The report, by the Congressional Budget Office, says “that one out of every five dollars spent on the war in Iraq has gone to contractors for the United States military and other government agencies, in a war zone where employees of private contractors now outnumber American troops,” the Times reported Monday evening.
The CBO report for the first time puts a price tag on the cost of outside contractors. The report underscores the degree to which the Iraq war has been privatized. But experts believe that the federal government actually spent more than $100 billion on contractors since the war began.
Author and contracting fraud expert Dina L. Rasor told the Times that the $100 billion cost estimate from the Congressional Budget Office appeared to be low because of the lack of audits and controls on spending during the first few years of the war.
“It is a shocking number, but I still don’t think it is the full cost,” Rasor told the Times. “I don’t think there have been any credible cost numbers for the Iraq war.

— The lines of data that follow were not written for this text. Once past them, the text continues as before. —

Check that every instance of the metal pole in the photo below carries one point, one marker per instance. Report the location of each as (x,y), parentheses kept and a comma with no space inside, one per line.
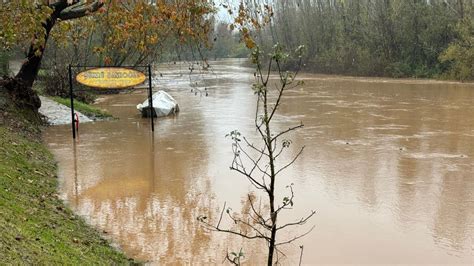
(73,120)
(150,99)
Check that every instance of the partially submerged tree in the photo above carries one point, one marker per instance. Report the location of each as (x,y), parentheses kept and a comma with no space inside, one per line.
(126,29)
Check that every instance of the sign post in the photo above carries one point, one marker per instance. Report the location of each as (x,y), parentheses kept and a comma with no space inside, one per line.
(150,99)
(73,120)
(109,78)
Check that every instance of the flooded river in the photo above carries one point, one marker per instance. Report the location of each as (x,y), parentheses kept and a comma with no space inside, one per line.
(388,168)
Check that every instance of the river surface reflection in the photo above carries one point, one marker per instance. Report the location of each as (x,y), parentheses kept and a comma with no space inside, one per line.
(388,167)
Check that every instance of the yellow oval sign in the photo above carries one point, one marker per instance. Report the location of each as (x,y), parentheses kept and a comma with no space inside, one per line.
(111,77)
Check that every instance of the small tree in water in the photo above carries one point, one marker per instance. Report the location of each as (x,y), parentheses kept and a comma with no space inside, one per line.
(257,162)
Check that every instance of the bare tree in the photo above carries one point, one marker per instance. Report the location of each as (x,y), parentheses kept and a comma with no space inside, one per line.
(258,162)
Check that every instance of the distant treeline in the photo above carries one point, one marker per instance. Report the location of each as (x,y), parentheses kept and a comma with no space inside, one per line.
(396,38)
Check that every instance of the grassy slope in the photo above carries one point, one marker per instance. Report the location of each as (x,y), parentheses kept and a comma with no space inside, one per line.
(84,108)
(35,226)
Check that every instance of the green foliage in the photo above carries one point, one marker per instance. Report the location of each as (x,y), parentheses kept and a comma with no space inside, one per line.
(36,227)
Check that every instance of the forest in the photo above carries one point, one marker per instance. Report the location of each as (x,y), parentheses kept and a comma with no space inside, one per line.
(393,38)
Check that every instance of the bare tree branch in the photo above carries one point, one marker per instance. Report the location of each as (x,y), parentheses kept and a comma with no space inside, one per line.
(80,9)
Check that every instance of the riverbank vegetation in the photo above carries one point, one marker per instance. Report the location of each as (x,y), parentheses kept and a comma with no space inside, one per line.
(36,226)
(393,38)
(84,108)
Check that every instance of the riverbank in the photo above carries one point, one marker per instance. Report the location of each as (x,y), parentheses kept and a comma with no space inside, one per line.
(36,226)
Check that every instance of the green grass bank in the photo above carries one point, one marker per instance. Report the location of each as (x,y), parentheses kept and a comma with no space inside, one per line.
(35,225)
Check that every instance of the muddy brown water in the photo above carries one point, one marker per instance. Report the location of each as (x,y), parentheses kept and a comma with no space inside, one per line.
(388,168)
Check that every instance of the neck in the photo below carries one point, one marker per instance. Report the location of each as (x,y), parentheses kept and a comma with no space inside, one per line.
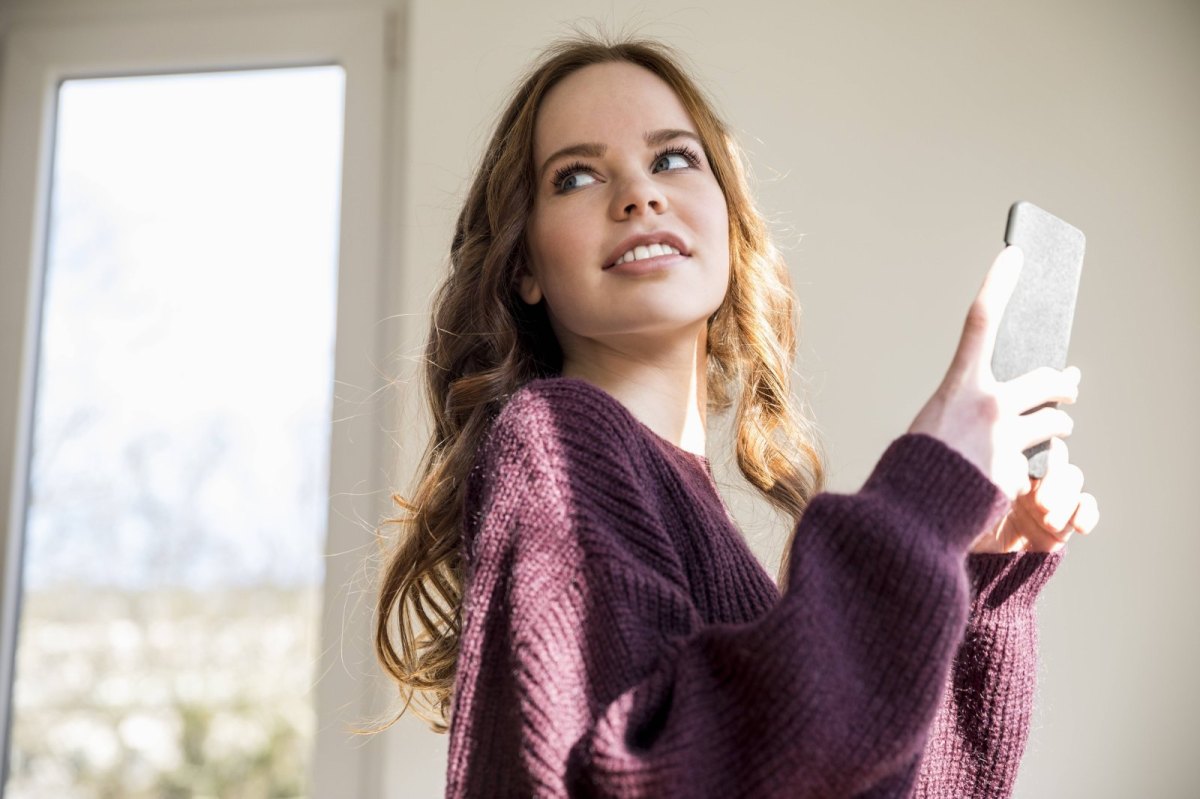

There was so much money spent at the beginning of the war, and nobody knows where it went.”
The Department of Defense’s dependence on independent contractors surpasses all previous military conflicts and has led to “overbilling, fraud and shoddy and unsafe work that has endangered and even killed American troops,” according to the Times.
“The budget office’s report found that from 2003 to 2007, the government awarded contracts in Iraq worth about $85 billion, and that the administration was now awarding contracts at a rate of $15 billion to $20 billion a year. At that pace, contracting costs will surge past the $100 billion mark before the end of the year. Through 2007, spending on outside contractors accounted for 20 percent of the total costs of the war, the budget office found, according to the people with knowledge of the report,” the Times report says.
The occupation of Iraq employs nearly 200,000 people in what amounts to an army larger than the U.S. military force deployed there and “one whose roles and missions and even casualties among its work force have largely been hidden from public view.”